Ces travaux, qui se sont déroulés du 8 au 10 mai, ont réuni experts et ministres des deux pays. Le rapport final, certifié par les secrétaires généraux, a jeté les bases d’une coopération stratégique multisectorielle. Mais le cœur de ce rapprochement réside dans la sécurisation des zones frontalières et la fluidification des échanges commerciaux. Pour matérialiser ces ambitions, Kinshasa et Kampala ont convenu de construire des postes frontaliers à arrêt unique à Kasindi, Bunagana et Mahagi, ainsi que des marchés transfrontaliers modernes sur ces mêmes sites.
Ces trois points névralgiques ne doivent rien au hasard. Kasindi, dans le Nord-Kivu, est un corridor vital pour les marchandises en provenance de l’Ouganda ; Bunagana, dans le territoire de Rutshuru, a longtemps été une poudrière sécuritaire, théâtre de combats entre les forces loyalistes et la rébellion du M23 ; Mahagi, en Ituri, demeure l’un des principaux poumons économiques de la région malgré une insécurité chronique. En dotant ces localités d’infrastructures communes, les deux États entendent à la fois lutter contre les trafics illicites, réduire les tracasseries douanières et redonner vie à une économie locale asphyxiée par des décennies de gestion chaotique des frontières.
Le vice-Premier ministre congolais chargé de l’Intérieur et de la Sécurité, Jacquemain Shabani, a souligné la portée « stratégique » de ces accords, rappelant que la stabilité des frontières orientales de la RDC est indissociable d’une coopération étroite avec l’Ouganda voisin. Sans citer nommément les groupes armés qui écument la région, il a insisté sur la nécessité de passer d’une logique de réaction sécuritaire à une approche préventive et intégrée, où le développement économique sert de rempart contre la violence.
Du côté ougandais, le ministre des Affaires étrangères Odongo Jeje Abubakhar, qui dirigeait la délégation, a mis l’accent sur l’urgence de la mise en œuvre. Les experts techniques disposent désormais de trois mois pour accélérer la feuille de route issue des engagements. Cette pression temporelle révèle une volonté politique d’éviter que ces mémorandums ne subissent le sort de nombreux accords bilatéraux restés lettre morte.
Reste à savoir si ces projets sauront résister aux réalités du terrain. Les populations de Bunagana et de Mahagi, qui ont subi les affres des conflits armés et de l’instabilité administrative, pourront-elles enfin bénéficier d’une frontière qui les unit plutôt que les divise ? Les postes à arrêt unique, qui permettent aux services douaniers des deux pays d’opérer sous un même toit, ont fait leurs preuves ailleurs en Afrique, mais leur succès dépendra de la formation des agents, de la lutte contre la corruption et de l’amélioration des infrastructures routières.
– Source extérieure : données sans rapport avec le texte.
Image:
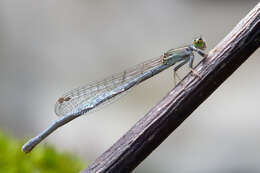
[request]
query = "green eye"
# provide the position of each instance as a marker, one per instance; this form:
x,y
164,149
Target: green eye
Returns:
x,y
199,43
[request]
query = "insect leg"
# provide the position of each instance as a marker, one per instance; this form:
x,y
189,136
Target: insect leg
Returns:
x,y
191,65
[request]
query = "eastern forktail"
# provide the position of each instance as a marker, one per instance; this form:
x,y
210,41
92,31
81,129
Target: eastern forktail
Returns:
x,y
84,99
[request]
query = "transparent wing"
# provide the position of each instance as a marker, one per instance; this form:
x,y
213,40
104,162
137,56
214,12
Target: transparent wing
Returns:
x,y
84,95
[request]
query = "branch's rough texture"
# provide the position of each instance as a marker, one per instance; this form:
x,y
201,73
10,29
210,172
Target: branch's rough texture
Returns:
x,y
164,118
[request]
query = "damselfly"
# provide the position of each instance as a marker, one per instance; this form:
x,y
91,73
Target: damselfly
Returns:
x,y
84,99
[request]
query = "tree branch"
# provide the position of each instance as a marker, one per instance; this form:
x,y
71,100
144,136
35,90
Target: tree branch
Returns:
x,y
149,132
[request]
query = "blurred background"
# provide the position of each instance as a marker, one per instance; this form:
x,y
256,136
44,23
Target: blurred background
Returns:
x,y
49,47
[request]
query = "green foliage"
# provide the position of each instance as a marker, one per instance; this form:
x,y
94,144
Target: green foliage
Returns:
x,y
44,159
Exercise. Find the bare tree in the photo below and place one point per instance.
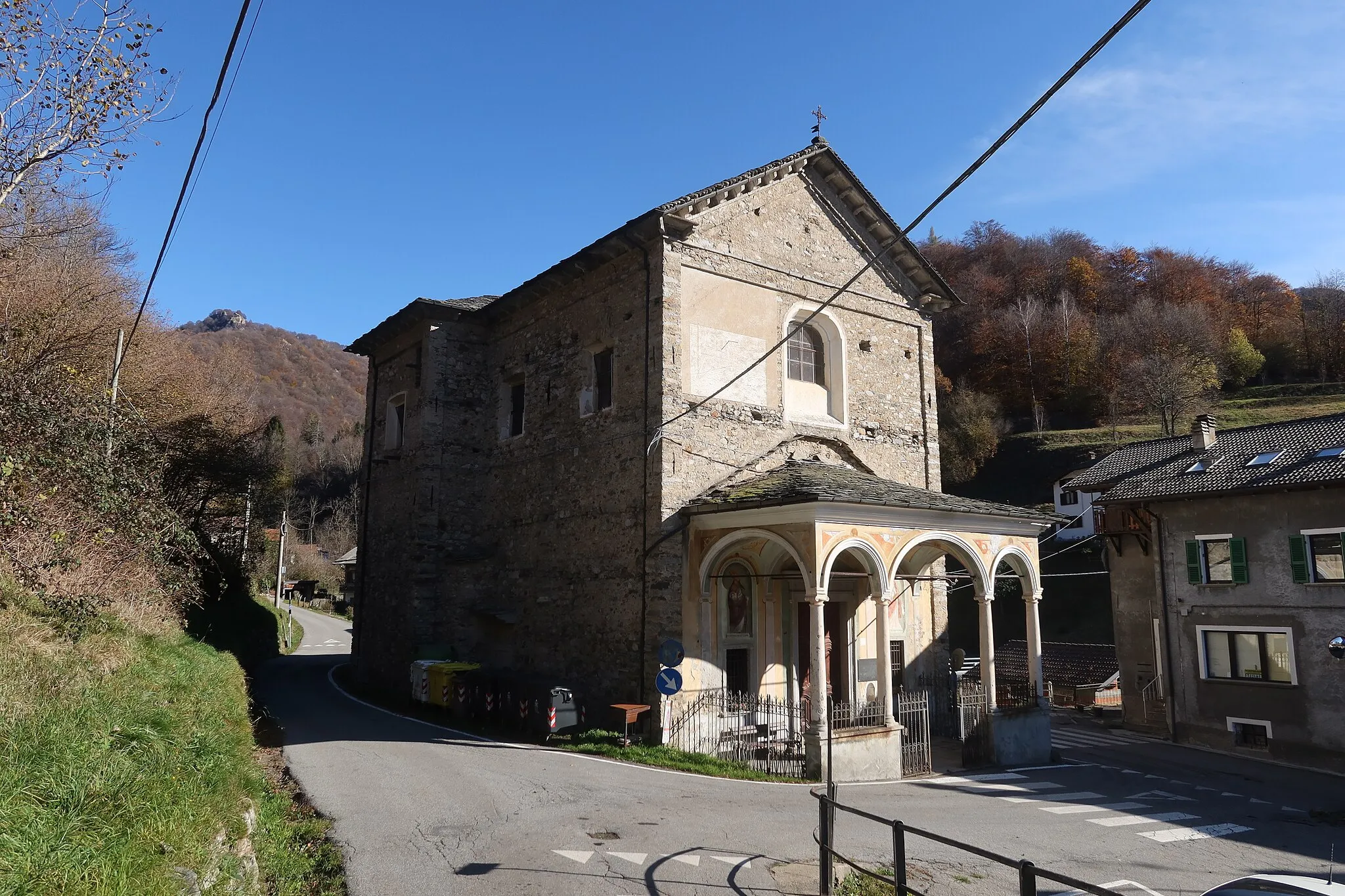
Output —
(74, 88)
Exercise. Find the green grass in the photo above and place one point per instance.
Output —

L’adhésion des communautés locales, trop souvent marginalisées dans les grands desseins géopolitiques, sera un indicateur clef. Pour l’heure, les six mémorandums signés à Kampala insufflent un vent d’optimisme prudent dans la coopération RDC-Ouganda. Ils matérialisent un rapprochement stratégique que les deux présidents veulent inscrire dans la durée, convaincus que la sécurité de leurs frontières communes est le socle d’une intégration économique mutuellement bénéfique. Les prochains mois, avec l’activation de la feuille de route, diront si ce pari est gagnable.